Although to the best of our knowledge, we are the first to report a head-to-head comparison between letrozole and ganirelix in mitigating OHSS symptoms when these agents are administered post-oocyte retrieval, our study has few limitations. Firstly, this was a singlecentred unblinded trial design; hence it will not give a comprehensive view of the entire population. Secondly, we did not stratify patients with higher baseline E2 levels. This is a known risk factor for developing OHSS and could have confounded our results.
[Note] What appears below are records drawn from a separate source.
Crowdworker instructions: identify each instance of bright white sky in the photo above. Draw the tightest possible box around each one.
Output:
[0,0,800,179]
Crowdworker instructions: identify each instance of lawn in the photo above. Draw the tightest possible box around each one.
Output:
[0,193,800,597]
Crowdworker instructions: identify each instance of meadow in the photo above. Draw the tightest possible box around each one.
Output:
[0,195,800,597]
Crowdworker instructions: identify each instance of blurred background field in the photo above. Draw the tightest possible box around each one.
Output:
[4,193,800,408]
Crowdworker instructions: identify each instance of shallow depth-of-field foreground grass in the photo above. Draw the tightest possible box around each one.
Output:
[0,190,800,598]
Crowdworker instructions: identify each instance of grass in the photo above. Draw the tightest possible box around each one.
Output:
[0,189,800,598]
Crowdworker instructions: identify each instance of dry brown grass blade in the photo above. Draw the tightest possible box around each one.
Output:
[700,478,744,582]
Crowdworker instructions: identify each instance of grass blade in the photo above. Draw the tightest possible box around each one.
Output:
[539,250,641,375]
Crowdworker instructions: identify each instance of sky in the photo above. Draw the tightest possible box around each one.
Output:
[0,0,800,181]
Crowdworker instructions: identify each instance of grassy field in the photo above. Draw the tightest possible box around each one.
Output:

Thirdly, other outcomes such as VEGF levels would have been worth exploring to understand the outcomes truly.

Conclusion

Letrozole and ganirelix acetate have the same efficiency for the overall prevention of OHSS, among which letrozole was more effective in preventing moderate OHSS. Letrozole had better patient satisfaction and was cheaper compared to GnRH antagonists. In the future, rigorous randomized trials are required to evaluate the effect of letrozole and its endocrine impact on the development of OHSS.

Acknowledgments

The authors are thankful to Ambrosia Life Sciences for statistical analysis, writing services, and Sun Pharma for technical support. This research received no specific grant from any funding agency in the public, commercial, or any profit sectors. There are no conflicts of interest to declare.

Authors' Contributions

R.A.C.; Supervised the study, performed acquisition, analysis, and interpretation of data. R.A.C., P.H.V., K.K.D., S.P., K.N.G.; Design the study, manuscript preparation, editing, and critical review. All authors read and approved the final version of the manuscript.